At this point, we should also point out that in the real world, usage is almost never evenly distributed — even when the users are. Nearly all systems of any scale experience peaks and troughs corresponding with the work and sleep habits of their users. Lots of people simply turn off their phones or computers when they go to sleep. That means that you’ll see a spike in traffic as those devices come back online when people wake up.
For this reason it’s also a really good idea to add a little jitter (perhaps 10%) to regular sync intervals, in addition to your retries. This is especially important for first syncs after an application starts. This will help to smooth out daily cyclical traffic spikes and keep systems from becoming overloaded.
#3 Implement retry marking
A large fleet of backends doesn’t recover from an outage all at once. That means that as a system begins to come back online, its overall capacity ramps up slowly. You don’t want to jeopardize that recovery by trying to serve all of your waiting clients at once. Even if you implement both exponential backoff and jitter you still need to prioritize your requests as you heal.
An easy and effective technique to do this is to have your clients mark each attempt with a retry number. A value of zero means that the request is a regular sync. A value of one indicates the first retry and so on. With this in place, the backends can prioritize which requests to service and which to ignore as things get back to normal. For example, you might decide that higher retry numbers indicate users who are further out-of-sync and service them first. Another approach is to cap the overall retry load to a fixed percentage, say 10%, and service all the regular syncs and only 10% of the retries.
How you choose to handle retries is entirely up to your business needs. The important thing is that by marking them you have the ability to make intelligent decisions as a service recovers.

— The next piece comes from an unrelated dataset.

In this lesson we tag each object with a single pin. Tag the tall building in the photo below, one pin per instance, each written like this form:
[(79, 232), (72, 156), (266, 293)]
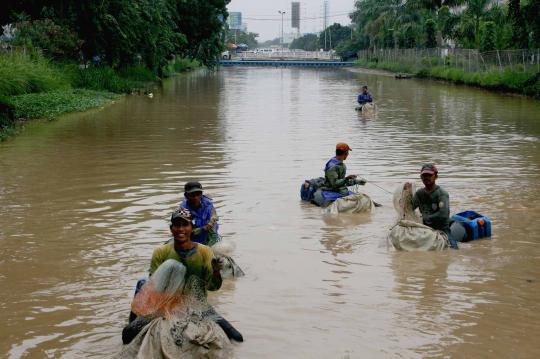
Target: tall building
[(235, 20), (326, 14), (295, 15)]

You can also monitor the health of your recovery by watching the retry number metrics. If you’re recovering from a six-minute outage, you might see that the oldest retries have a retry sequence number of 3. As you recover, you would expect to see the number of 3s drop sharply, followed by the 2s, and so on. If you don’t see that (or see the retry sequence numbers increase), you know you still have a problem. This would not be obvious by simply watching the overall number of retries.
Parting thoughts
Managing system load and gracefully recovering from errors is a deep topic. Stay tuned for upcoming posts about important subjects like cascading failures and load shedding. In the meantime, if you adopt the techniques in this article you can help keep your one minute network blip from turning into a much longer DDoS disaster.